No domingo, passei à porta da prisão de Évora onde José Sócrates cumpre “a pena preventiva” de prisão preventiva. Já a noite se instalara, as câmaras e repórteres de televisão ali acampados tinham-se retirado e apenas escuridão vinha lá de dentro. Nunca estive preso e custa-me imaginar o que possa ser tal violência, muito embora já tenha visitado vários presos, a começar pelo meu pai, no Forte de PIDE, em Caxias, onde às vezes cumpria uma espécie de penas preventivas pelo crime de querer viver em liberdade. Anos vividos em estado de excepção de direitos e garantias individuais e anos de prática de advocacia criminal não me permitiram ficar imune à violência que estar preso representa sempre, sobretudo se preventivamente. Não quer dizer que me oponha à prisão preventiva ou que não entenda a sua necessidade e fundamento em determinadas situações, apenas que não abdico da exigência de que ela seja absolutamente excepcional e fundamentada. Na minha maneira de ver, a prisão preventiva serve, nomeadamente, para que um marido que já agrediu a mulher e prometeu matá-la, não fique em liberdade para cumprir a promessa, como várias vezes vimos suceder. Mas não pode servir, por exemplo, para facilitar a investigação ou pressionar os presos preventivos a confessarem o que se pretende, desse modo dispensando a investigação de mais trabalhos e canseiras.
Os que alegremente vibram de entusiasmo com a prisão preventiva de José Sócrates, sem poder ter qualquer convicção séria sobre a sua inocência ou culpabilidade (como eu próprio não tenho), e que engolem, sem se questionar, todas as teses sem contraditório que a acusação vende nos pasquins que cultiva, são, quer o admitam quer não, gente para quem o Estado de direito é apenas uma ficção piedosa. Dizia há dias o deputado do PSD Carlos Abreu Amorim, sobre a prisão de Sócrates: “Congratulo-me por a Justiça ter tido o atrevimento, a coragem, de investigar até ao ponto a que chegou”. Mas qual é o ponto a que chegou? É o ponto a que chegaram o “Sol” ou o “Correio da Manhã”? A fazer fé no relato dos jornais, o que até agora sabemos da tese da acusação é que ela assenta numa série de presunções, cuja prova terá de fazer (e não é nos jornais e sem contraditório): presume que 22 milhões de euros que estavam numa conta da Suíça em nome do amigo do ex-primeiro-ministro eram, de facto, deste; presume que esse dinheiro lhe veio por corrupção; presume que Sócrates levava uma vida de luxo em Paris, paga pelo amigo, embora com dinheiro seu; presume que o trabalho de Sócrates numa empresa farmacêutica era fictício e apenas para lhe permitir reaver dinheiro seu, sob a forma de salário; e presume que o dinheiro da Suíça, depois de ter regressado a Portugal, sempre em nome de Carlos Silva, emigrava para Paris com destino a José Sócrates, em malas carregadas pelo seu motorista, viajando de carro — num esquema de lavagem de dinheiro absolutamente incompreensível e absurdo.

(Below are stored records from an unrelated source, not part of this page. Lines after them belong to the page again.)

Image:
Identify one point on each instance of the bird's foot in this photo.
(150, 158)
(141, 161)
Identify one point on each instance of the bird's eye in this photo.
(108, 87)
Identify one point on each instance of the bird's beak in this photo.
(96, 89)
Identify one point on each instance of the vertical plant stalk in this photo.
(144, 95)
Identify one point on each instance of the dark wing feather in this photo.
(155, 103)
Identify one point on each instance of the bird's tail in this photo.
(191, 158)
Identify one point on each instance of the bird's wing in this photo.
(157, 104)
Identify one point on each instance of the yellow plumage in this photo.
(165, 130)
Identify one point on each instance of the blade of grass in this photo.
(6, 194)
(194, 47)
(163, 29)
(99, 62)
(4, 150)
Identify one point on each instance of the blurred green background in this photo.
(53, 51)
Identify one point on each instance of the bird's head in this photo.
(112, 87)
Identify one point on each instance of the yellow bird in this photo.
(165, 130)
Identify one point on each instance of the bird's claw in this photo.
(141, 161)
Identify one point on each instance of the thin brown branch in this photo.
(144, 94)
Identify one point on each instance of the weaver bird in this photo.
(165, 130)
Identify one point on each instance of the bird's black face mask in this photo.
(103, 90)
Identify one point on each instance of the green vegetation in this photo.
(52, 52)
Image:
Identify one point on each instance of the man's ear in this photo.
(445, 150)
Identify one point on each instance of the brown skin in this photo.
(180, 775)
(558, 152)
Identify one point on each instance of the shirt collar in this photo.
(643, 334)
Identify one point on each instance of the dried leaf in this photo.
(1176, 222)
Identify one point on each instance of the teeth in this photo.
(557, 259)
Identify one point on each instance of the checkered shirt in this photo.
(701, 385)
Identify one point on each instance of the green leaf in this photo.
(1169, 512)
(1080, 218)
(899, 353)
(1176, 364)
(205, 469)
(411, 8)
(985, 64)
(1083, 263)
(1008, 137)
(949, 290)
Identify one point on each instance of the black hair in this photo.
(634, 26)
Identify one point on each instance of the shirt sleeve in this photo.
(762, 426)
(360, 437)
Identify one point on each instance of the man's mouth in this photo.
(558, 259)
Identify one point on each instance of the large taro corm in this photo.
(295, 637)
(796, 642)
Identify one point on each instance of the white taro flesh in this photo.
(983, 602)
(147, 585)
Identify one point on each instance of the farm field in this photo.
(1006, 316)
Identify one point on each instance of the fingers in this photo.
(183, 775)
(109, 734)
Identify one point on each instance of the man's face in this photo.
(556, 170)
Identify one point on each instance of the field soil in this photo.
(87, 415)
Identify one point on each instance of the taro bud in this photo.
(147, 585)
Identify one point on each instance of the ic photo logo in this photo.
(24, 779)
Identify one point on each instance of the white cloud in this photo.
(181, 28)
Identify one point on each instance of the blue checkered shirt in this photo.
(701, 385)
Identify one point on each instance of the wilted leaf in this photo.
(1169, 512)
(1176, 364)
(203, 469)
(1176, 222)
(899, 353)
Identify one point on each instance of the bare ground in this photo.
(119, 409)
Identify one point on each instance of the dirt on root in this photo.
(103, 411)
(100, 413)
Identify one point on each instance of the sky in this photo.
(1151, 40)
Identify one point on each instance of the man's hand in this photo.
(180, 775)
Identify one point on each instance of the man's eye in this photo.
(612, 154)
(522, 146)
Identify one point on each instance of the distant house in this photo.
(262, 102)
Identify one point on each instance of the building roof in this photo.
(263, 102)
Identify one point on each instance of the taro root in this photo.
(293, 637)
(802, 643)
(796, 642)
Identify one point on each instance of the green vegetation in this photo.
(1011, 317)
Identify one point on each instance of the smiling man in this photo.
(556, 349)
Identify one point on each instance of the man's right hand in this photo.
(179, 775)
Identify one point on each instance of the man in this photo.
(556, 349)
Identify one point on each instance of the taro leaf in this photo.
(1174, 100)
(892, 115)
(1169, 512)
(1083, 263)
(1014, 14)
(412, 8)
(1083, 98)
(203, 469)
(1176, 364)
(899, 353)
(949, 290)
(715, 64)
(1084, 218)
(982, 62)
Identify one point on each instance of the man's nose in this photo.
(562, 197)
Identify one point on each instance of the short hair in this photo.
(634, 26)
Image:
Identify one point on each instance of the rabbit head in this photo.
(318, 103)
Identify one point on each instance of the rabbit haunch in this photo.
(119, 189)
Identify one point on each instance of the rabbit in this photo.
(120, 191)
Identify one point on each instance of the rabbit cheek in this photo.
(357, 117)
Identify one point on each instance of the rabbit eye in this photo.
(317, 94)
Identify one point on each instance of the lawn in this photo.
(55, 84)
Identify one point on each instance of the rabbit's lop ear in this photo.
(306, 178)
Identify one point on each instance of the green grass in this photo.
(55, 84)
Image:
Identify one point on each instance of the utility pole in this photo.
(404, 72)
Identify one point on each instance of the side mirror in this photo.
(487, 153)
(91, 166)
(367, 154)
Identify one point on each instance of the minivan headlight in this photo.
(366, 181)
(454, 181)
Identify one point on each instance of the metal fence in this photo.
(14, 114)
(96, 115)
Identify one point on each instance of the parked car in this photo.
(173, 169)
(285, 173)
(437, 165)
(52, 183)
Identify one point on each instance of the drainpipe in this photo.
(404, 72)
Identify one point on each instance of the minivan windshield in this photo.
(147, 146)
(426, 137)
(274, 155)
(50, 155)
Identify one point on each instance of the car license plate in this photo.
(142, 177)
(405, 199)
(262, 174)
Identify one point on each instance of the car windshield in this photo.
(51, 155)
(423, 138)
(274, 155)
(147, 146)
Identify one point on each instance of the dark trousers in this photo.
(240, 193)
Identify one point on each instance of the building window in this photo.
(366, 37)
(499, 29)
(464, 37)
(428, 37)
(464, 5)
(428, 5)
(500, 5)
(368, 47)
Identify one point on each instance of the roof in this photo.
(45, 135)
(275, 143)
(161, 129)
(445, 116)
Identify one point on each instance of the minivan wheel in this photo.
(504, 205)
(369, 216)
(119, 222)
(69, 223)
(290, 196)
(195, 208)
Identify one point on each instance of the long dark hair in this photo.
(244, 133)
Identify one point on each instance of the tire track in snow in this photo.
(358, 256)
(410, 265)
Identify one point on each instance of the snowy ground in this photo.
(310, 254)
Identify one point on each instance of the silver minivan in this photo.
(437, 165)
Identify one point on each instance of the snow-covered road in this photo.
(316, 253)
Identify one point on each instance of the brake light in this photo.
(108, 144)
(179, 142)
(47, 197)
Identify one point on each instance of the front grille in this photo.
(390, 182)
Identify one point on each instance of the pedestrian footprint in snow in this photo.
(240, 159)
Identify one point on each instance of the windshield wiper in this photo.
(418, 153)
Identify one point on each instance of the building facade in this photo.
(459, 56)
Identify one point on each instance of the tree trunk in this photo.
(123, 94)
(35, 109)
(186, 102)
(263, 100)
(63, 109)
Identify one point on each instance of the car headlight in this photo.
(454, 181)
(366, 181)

Para começar a desmanchar esta meada de presunções, a acusação, aparentemente, começou por baixo e não por cima: pelo motorista e as tais viagens a Paris. Há quinze dias, escrevi aqui que havia qualquer coisa de curioso nas notícias que davam conta da vontade de João Perna de proceder a novas declarações e na eventualidade de vir a beneficiar do estatuto de arrependido. Ora, sucedeu que, de facto: a) prestou novas declarações; b) o seu advogado apareceu a falar de uma “mudança de estratégia” e a insinuar viagens dele ao estrangeiro, como pretendia a investigação; e c) após isto, foi mandado para casa, passar o Natal. Concluam o que quiserem, mas uma conclusão impõe-se por si só: nunca houve razão válida para lhe determinar a prisão preventiva. Talvez tenha havido razão, mas não foi válida.
A esta luz, compreende-se bem a decisão do procurador e do juiz de recusarem a Sócrates e a este jornal a possibilidade de uma entrevista presencial. Sócrates não estará, manifestamente, disposto a “colaborar” com a investigação: ele quer, sim, ter hipótese de a contraditar — o que é diferente de a perturbar. As explicações contidas no despacho de recusa são absolutamente pífias, pressupondo que alguém tenha de ficar preso preventivamente até que a investigação apure tudo o que pretende. O que incomoda o tribunal não é que Sócrates pudesse perturbar a investigação (não precisam dele preso para obter informações de agências de viagem, por exemplo). O que os incomoda é que, falando, Sócrates pudesse perturbar a verdade estabelecida e divulgada publicamente pela acusação. Assim, é, sem dúvida, mais fácil acusar, formar a opinião pública e condicionar a própria convicção do tribunal de julgamento.